To a newcomer, some of the things people who have time share can seem insane. To an old-timer, the perspective of someone new who hasn’t worked the steps and hasn’t yet been restored to sanity can be downright laughable. If they’re lucky, the newcomer can hear what is said and say to themselves, “wow, I want that.” An old-timer can hear the struggles of the newcomer and remember that they, too, have been there. They might think, “thank God I don’t have to do it like that anymore.”

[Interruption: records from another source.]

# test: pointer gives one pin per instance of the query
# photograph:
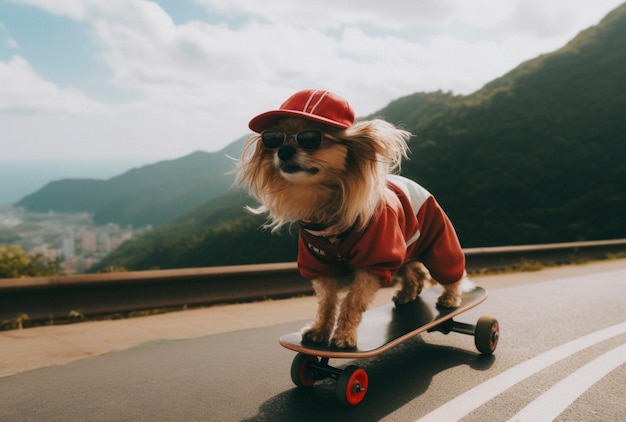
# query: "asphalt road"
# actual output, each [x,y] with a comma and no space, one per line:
[561,356]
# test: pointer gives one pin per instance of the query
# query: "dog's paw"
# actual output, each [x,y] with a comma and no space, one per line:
[313,335]
[402,296]
[449,300]
[344,340]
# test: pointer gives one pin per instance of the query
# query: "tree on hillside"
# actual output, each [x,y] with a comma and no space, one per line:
[14,262]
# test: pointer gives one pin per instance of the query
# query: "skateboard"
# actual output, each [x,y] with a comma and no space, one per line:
[381,329]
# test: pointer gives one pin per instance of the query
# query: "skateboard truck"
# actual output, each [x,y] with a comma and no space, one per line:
[384,328]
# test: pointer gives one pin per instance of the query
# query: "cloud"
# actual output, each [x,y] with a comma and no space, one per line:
[23,91]
[195,84]
[6,39]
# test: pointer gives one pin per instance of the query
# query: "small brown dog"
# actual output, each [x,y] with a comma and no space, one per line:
[309,164]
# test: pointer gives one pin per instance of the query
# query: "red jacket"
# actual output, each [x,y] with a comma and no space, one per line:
[412,225]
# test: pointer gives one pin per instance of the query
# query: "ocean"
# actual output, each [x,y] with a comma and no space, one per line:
[21,178]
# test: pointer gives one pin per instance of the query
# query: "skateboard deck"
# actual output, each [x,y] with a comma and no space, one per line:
[381,329]
[387,326]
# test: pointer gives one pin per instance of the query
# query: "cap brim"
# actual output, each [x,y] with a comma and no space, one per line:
[264,120]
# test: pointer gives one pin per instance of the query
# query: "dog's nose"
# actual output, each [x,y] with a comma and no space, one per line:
[286,152]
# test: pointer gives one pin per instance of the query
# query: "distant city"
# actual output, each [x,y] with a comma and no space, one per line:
[72,237]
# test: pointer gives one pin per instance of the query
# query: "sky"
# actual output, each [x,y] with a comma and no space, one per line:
[152,80]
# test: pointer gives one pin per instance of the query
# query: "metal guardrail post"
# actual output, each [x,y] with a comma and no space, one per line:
[53,298]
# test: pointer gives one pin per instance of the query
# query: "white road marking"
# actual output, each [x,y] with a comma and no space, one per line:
[472,399]
[554,401]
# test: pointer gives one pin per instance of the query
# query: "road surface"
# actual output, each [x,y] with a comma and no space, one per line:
[561,356]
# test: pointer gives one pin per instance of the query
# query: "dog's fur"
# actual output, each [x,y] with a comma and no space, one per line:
[341,185]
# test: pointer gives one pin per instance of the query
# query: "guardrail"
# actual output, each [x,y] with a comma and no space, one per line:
[54,298]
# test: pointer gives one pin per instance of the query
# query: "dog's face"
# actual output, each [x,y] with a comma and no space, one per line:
[303,152]
[303,171]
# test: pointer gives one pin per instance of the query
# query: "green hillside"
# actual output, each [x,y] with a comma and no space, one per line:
[536,156]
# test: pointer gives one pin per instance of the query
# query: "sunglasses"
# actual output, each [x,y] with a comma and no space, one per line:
[307,139]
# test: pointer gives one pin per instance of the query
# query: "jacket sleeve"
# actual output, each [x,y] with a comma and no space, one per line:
[439,249]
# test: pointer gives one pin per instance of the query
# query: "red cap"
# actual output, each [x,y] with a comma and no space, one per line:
[317,105]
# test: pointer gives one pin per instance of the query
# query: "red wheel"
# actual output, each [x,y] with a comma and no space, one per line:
[352,385]
[299,370]
[486,334]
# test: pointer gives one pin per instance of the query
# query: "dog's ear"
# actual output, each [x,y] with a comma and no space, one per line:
[379,142]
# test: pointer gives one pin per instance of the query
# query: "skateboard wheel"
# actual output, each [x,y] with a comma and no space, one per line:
[352,385]
[486,334]
[300,372]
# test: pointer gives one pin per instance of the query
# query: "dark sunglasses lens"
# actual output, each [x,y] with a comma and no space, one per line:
[273,138]
[309,139]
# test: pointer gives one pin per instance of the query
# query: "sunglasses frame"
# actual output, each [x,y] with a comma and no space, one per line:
[296,136]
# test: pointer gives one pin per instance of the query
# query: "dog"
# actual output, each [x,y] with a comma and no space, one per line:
[310,165]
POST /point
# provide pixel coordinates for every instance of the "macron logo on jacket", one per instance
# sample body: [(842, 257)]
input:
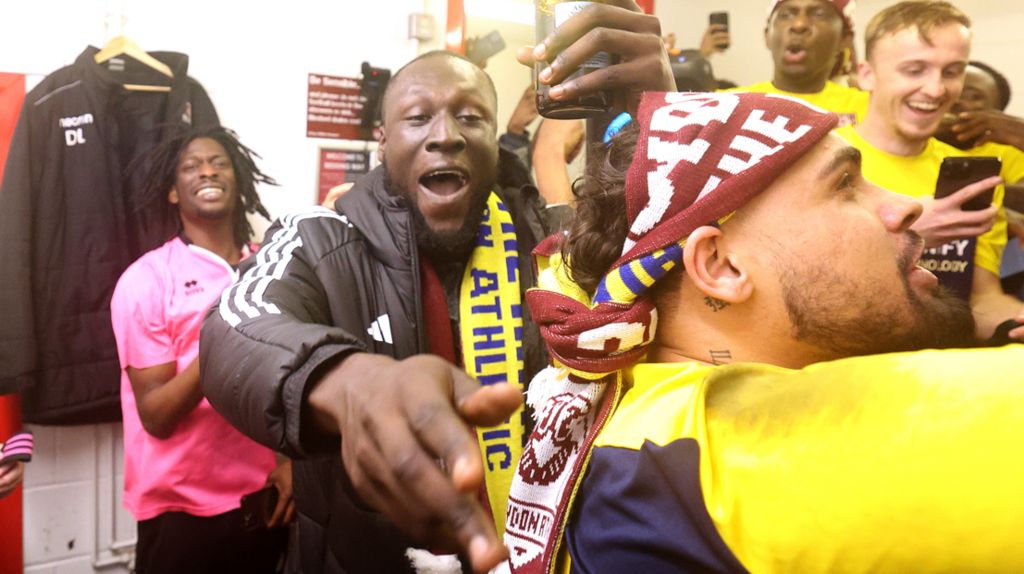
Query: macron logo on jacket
[(380, 329)]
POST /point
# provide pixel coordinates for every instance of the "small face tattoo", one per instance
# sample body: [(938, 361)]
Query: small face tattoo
[(715, 304), (721, 357)]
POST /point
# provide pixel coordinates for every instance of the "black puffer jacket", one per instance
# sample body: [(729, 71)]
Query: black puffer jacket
[(71, 222), (320, 288)]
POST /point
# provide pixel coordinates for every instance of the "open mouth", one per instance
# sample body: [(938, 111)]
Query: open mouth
[(445, 182), (916, 274), (924, 107), (795, 53)]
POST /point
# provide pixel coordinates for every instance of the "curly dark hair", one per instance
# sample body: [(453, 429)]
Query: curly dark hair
[(597, 231), (161, 170)]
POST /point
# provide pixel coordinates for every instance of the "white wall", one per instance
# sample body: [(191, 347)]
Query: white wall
[(748, 60)]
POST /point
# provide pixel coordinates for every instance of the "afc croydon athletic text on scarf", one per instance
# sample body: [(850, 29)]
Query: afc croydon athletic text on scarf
[(698, 158)]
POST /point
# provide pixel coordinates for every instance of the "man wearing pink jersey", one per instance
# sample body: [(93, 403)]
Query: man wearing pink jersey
[(185, 467)]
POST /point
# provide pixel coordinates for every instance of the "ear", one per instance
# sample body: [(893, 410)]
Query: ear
[(713, 269), (865, 76)]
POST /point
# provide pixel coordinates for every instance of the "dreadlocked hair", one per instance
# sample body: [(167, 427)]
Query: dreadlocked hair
[(160, 171), (598, 229)]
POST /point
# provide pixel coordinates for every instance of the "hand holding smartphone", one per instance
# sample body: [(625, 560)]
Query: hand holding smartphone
[(956, 173)]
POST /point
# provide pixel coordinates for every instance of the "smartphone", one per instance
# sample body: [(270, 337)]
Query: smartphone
[(721, 18), (257, 508), (954, 173)]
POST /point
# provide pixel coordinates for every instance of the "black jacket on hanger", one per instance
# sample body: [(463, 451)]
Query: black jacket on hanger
[(70, 224)]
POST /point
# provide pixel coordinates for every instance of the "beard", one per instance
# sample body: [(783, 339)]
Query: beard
[(842, 319), (449, 246)]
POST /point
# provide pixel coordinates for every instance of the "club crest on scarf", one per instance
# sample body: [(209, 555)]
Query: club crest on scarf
[(698, 158)]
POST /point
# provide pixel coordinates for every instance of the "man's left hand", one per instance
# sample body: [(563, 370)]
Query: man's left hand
[(619, 28), (989, 125)]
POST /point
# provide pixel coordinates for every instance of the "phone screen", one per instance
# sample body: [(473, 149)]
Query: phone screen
[(955, 173), (721, 18)]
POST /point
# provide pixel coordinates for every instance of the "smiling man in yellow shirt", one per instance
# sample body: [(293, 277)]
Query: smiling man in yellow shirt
[(916, 53)]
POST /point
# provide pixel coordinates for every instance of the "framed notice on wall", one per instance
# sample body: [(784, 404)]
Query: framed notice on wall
[(334, 107), (339, 166)]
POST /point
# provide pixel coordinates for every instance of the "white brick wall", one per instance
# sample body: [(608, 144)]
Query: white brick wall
[(74, 520)]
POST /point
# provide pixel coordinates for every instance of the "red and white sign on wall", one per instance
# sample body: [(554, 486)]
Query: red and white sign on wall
[(337, 167), (334, 107)]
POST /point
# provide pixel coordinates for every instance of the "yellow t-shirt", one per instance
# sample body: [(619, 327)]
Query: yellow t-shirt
[(1013, 159), (899, 462), (849, 103), (915, 176)]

A share that got the “I want that” reaction from me was someone who said they no longer had bad days, only bad moments. One that caused me to shake my head was hearing someone with around a year say they “used to” be an addict. One that made me take notice was someone with about a year and a half who talked about the pace of change slowing down. Another that really got me, to the point I spent a considerable amount of time discussing it with my sponsor, was hearing someone actually lecture the newcomers, tell them all about what they needed to do and how crucial it was that they do it.

We share our experience, strength, and hope…

I don’t remember who it was that explained to me the best way to share, but it was a suggestion I received fairly early on. They told me that, when I share, I am to talk about me. Resist the temptation to use the ‘you’ word; talk in terms of myself, saying ‘I’ and ‘me’. Talk about what is going on with me, in my life, how I’ve handled it. Sometimes I’m able to see the difference between how I handle things now and how I used to handle them, and I can share that too.

This is the way the program works. We don’t tell each other what to do. We don’t talk down to each other. We don’t instruct each other. We offer our own insights, we talk about what it is that we are doing in our lives now, how we are using Recovery to guide our thoughts and our actions. When I was a newcomer, the last thing I wanted was to be told what to do. I think a lot of us feel that way when we’re new.

Instead of lecturing people who are new (or anyone else, for that matter), we simply talk about ourselves. If someone finds it useful, they can choose to apply it in their own lives. This is why working the steps is only a suggestion. Without willingness, the program can’t do anything for us. I’ve heard it said and said it myself—Recovery is not for those who need it, only those who want. Like so many others, I had to become willing, within myself, to work the steps. No one else could make me do it. It is that change, the willingness to stop doing it my way, that opened the door for all the other changes which followed.

It isn’t always easy. I want to help others, too. I see new people come in, struggling to break free of this disease. I see people come in, too, who don’t really care all that much one way or the other. Maybe they’re there because they’re court-ordered, or their loved ones have ‘made’ them. If they ask my advice, I give it. But on the whole, I do my best to just talk about myself, what’s going on in my life, and how Recovery has helped me handle it better.